Simply, that’s unlikely. After all, Israeli shelling, Russian declarations, and even US promises have failed to separate Iran and Syria, so it’s unlikely that Iran will leave of its own free will now.
After all, their relationship goes back to the 1980s, during the Iranian-Iraqi war, when the Syrian regime allied with the Iranian one. This relationship almost ended in the late 1990s, then-Syrian leader Hafez al-Assad sought to rebuild a relationship with Iraq, Turkey, and Israel, which very nearly became an official agreement at the UN. Unfortunately, Israel obstructed signing the deal, stating that Assad’s health was declining and it was afraid of Syria’s future after him.
After Bashar al-Assad took power, the Syrian-Iranian relationship deepened in secret.
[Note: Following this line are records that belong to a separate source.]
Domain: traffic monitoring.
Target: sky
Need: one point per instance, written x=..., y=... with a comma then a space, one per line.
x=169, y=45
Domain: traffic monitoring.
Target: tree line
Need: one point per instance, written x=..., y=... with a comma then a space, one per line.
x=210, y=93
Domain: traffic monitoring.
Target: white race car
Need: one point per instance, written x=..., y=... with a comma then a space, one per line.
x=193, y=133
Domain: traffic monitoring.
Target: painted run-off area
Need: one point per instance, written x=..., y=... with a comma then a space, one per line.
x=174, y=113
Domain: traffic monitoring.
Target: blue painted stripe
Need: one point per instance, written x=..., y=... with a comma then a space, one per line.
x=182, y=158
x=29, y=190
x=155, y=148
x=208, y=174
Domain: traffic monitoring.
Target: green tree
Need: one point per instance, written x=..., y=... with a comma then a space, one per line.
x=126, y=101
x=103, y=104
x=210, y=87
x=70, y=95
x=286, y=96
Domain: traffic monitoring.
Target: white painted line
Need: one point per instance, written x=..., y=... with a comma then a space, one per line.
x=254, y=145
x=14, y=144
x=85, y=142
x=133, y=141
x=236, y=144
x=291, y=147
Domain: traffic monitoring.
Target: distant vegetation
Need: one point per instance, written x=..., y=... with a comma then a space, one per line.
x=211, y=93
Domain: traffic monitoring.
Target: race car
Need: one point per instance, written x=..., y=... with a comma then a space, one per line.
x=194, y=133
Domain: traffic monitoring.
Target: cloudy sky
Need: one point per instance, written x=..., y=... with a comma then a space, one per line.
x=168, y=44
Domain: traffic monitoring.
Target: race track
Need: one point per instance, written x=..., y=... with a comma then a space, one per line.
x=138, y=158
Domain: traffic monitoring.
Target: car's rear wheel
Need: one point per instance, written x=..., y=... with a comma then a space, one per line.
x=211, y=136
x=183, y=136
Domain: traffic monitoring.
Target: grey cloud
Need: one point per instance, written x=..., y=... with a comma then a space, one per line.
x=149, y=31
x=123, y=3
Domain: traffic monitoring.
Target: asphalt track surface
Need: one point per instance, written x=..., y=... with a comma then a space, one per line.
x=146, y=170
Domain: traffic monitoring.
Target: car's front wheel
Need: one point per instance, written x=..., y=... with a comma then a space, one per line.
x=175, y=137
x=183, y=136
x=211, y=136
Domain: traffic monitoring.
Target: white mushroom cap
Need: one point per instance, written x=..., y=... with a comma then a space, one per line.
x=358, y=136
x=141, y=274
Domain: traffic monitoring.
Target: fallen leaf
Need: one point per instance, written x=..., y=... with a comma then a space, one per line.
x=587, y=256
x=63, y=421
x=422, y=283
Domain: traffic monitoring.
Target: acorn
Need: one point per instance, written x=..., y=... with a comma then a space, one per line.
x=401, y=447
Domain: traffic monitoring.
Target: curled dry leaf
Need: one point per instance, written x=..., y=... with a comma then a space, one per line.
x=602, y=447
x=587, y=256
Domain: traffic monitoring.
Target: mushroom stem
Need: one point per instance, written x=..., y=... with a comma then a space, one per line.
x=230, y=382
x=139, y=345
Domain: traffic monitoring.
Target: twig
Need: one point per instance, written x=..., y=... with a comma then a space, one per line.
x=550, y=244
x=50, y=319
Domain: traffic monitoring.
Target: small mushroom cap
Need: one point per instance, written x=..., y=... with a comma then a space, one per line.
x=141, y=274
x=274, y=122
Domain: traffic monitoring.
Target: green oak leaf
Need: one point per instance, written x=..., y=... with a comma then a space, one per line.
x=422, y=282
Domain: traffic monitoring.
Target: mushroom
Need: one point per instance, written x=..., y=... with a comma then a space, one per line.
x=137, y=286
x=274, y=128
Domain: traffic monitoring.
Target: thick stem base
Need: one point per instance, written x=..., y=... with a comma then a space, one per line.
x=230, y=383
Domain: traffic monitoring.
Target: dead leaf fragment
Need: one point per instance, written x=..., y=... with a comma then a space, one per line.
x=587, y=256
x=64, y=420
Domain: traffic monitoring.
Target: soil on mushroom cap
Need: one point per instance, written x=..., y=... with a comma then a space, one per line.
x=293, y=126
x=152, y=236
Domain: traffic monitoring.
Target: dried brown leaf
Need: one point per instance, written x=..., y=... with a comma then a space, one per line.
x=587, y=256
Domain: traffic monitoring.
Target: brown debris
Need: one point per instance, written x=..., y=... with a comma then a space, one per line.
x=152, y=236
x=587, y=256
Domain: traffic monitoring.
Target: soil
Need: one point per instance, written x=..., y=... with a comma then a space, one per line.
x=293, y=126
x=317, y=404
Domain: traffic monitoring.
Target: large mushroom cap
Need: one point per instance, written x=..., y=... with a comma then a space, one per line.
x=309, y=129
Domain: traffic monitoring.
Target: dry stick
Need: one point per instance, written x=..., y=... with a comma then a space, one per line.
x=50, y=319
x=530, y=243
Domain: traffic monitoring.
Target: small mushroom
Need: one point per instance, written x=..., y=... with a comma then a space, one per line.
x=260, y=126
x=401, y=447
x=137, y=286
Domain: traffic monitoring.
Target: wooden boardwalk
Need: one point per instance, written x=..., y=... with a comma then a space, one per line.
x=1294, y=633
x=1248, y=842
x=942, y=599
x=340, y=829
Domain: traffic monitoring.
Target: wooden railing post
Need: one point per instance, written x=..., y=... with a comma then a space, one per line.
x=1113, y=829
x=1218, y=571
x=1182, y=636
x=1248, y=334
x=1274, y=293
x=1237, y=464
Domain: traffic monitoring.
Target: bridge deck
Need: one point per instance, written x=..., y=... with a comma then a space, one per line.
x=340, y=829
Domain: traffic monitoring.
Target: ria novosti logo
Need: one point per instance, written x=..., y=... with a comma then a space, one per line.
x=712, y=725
This was confirmed when Israel withdrew from South Lebanon, a move that was conditional on the withdrawal of Syrian troops from Lebanon, but Syria did not move from the country where the Iranian-backed Hezbollah had control. Iran and Syria actually deepened their presence in Lebanon.
Abdulrahman al-Rashed, the former General Manager of Al Arabiya News Channel, wrote: “They executed a wave of assassinations and the two regimes almost completely dominated the country.
There was no longer any doubt that there is a special relationship between Damascus and Tehran after the two allies’ cooperation in adopting the Iraqi resistance and supporting terror groups in Iraq, including al-Qaeda, Al-Zaraqawi and ISIS later became clear. Later on, the term “the rise of the Shiite crescent” emerged.”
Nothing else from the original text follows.